For optimum efficiency, all of the isolators supporting a machine should be adjusted with precision to equalize the load supported one each leg of the supporting structure, or to distribute the load in a manner to provide optimum operating characteristics. Heretofore, there has not been any practical way of determining the precise load supported by each isolator on which a machine is mounted so as to provide the information necessary to permit adjustment for optimum load distribution.
In many cases, the weight of the equipment and the location of its center of gravity are not accurately known. The addition of dies, controls and other auxiliary equipment, modifications to the equipment, adjustments in position, and the changing positions of moving parts result in changes in weight and center of gravity, and often introduce changes in inertia forces. These uncertainties and variations make it necessary to guess the static and dynamic load supported on each isolator. Even when the weight and center of gravity location are known, there has been no practical method of determining when the isolators are adjusted to provide optimum distribution of the load supported on the separate isolators, nor to know the magnitude of dynamic forces transmitted to the foundation.

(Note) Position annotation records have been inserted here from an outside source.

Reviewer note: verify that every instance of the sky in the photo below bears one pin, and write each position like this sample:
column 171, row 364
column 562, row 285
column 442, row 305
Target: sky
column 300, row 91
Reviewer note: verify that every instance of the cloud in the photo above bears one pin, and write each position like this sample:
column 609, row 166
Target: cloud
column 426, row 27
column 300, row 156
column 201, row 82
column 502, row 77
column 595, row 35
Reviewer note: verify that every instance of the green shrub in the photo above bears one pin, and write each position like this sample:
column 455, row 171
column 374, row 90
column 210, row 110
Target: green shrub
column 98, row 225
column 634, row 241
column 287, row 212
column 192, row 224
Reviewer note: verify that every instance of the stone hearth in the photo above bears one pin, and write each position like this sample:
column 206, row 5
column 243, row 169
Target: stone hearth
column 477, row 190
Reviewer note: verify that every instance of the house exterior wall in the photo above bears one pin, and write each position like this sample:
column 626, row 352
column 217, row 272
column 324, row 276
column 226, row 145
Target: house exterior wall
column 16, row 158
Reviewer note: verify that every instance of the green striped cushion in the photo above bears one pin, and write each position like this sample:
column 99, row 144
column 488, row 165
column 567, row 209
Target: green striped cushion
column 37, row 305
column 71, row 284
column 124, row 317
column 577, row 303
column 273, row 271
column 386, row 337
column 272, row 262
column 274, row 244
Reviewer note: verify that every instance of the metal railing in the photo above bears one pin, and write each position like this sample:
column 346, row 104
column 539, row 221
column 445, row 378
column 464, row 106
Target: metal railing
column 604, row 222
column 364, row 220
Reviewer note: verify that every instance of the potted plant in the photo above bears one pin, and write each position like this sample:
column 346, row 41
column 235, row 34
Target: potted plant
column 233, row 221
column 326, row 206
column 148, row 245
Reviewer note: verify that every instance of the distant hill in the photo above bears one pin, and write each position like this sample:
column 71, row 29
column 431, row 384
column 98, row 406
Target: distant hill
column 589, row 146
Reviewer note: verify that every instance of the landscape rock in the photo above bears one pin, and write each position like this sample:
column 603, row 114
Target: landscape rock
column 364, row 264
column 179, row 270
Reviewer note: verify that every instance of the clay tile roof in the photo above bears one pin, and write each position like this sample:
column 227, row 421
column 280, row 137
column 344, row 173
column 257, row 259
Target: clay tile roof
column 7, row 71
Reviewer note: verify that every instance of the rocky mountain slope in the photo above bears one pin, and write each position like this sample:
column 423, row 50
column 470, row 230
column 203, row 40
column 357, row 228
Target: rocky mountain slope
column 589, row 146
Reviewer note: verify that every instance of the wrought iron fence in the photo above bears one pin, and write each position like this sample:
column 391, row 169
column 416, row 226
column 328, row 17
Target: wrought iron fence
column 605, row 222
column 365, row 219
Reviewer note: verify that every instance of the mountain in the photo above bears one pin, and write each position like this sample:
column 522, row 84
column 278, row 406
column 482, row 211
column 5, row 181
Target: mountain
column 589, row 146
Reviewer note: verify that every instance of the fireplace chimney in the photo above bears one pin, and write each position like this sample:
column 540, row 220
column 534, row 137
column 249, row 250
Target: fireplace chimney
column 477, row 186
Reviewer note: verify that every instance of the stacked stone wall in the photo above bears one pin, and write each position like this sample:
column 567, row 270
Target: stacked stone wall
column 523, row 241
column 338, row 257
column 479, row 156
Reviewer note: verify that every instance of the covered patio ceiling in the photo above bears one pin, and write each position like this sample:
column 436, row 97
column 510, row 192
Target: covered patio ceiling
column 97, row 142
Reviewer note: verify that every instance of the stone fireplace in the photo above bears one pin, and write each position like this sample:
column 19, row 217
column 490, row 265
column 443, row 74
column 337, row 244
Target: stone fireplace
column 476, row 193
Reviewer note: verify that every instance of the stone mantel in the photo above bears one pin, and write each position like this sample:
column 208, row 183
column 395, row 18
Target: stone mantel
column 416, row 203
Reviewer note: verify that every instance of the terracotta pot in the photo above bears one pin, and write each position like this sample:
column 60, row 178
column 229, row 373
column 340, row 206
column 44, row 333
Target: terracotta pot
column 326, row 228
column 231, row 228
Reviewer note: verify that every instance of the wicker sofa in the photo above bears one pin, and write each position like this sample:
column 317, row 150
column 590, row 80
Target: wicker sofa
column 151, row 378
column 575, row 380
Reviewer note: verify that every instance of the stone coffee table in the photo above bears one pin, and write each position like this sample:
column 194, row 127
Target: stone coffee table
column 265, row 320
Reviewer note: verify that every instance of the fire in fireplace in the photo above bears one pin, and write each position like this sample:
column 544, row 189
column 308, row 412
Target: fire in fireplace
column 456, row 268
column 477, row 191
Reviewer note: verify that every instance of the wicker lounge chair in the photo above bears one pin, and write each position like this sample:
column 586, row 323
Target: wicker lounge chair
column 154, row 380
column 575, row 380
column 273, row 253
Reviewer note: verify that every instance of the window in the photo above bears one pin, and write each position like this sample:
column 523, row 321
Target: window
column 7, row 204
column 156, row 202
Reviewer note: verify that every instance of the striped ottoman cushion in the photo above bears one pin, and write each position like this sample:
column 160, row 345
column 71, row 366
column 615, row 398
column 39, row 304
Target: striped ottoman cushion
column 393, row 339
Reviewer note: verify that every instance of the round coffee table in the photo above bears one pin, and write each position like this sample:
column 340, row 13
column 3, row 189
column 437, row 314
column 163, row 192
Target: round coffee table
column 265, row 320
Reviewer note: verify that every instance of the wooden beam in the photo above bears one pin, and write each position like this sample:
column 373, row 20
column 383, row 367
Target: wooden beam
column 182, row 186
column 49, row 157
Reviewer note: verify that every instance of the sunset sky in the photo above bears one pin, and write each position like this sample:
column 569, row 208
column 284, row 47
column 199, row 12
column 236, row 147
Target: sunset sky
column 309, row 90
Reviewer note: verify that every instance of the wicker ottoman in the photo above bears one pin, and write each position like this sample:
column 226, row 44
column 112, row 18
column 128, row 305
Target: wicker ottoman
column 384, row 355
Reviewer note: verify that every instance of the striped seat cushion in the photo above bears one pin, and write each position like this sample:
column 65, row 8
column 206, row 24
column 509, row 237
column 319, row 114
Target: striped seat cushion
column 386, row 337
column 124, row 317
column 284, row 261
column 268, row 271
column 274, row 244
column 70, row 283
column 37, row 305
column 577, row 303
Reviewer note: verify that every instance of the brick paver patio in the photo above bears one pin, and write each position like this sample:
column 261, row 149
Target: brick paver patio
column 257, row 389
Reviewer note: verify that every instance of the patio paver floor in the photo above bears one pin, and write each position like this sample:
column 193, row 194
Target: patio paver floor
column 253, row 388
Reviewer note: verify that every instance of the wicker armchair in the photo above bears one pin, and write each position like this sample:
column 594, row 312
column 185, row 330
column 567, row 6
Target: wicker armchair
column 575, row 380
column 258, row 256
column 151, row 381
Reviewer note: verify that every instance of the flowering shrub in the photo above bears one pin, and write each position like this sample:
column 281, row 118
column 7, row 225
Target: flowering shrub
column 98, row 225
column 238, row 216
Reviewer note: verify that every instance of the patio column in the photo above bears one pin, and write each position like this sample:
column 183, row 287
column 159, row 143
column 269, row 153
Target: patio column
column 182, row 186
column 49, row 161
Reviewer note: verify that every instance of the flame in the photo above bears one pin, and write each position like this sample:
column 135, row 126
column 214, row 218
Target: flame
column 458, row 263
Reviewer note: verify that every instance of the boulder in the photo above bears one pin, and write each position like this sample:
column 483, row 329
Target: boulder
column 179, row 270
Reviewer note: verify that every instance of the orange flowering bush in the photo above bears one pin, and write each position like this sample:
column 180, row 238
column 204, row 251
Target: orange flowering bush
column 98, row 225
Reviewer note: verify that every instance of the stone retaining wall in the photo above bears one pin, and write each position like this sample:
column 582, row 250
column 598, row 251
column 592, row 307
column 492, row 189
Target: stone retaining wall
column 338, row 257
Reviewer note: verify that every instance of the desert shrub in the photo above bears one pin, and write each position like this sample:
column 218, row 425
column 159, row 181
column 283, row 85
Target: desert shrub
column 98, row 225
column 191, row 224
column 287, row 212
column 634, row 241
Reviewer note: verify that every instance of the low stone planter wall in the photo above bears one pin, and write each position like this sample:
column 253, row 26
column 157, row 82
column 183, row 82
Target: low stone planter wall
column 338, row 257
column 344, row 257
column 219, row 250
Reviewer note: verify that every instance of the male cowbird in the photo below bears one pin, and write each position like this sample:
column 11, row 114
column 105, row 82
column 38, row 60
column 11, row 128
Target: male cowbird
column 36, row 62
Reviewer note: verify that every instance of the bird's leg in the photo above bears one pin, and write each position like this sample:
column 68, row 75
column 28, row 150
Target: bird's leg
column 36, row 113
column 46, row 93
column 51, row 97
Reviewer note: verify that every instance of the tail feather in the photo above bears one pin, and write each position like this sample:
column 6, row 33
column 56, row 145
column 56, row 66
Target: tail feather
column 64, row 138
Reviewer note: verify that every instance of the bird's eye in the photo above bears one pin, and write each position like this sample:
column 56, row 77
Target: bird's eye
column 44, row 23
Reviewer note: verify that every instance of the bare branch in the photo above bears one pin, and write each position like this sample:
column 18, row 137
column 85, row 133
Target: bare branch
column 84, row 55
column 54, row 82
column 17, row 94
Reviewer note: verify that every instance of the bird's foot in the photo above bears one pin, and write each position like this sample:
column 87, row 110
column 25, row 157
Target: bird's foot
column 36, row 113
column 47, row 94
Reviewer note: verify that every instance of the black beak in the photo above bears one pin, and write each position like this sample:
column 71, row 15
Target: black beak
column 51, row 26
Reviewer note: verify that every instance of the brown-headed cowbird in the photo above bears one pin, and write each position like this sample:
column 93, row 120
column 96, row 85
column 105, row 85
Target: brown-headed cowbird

A major purpose of this invention is to provide an adjustable vibration isolating means which has the capability of indicating the force exerted thereon. Another object is to provide such means which shows variations in load during operation of the equipment it serves to support. A further purpose is to enable not only selective or simultaneous read-out as to the load on each isolator, but also cumulative total weight on all the isolators, location of the center of gravity, the transmitted impact forces and the inertia forces generated by the operation of the machine. A further purpose is to provide a means whereby the load supported by the various isolators may be adjusted to provide the most desirable distribution. A further purpose is to provide positive information upon which to base the design of foundations, floors, etc. and to take necessary steps to strengthen such structures if the actual forces as measured by the isolators prove to be greater than originally provided for in the design of the supporting foundation. A still further object is to develop such means which are readily adaptable to existing equipment installations and which are low cost, dependable and versatile. A particularly important purpose is to permit study of force changes which may occur during machine operation, such as cyclical imbalances which affect the stability of the machine, thus indicating the necessity of taking safety precautions or of eliminating unsafe operating conditions.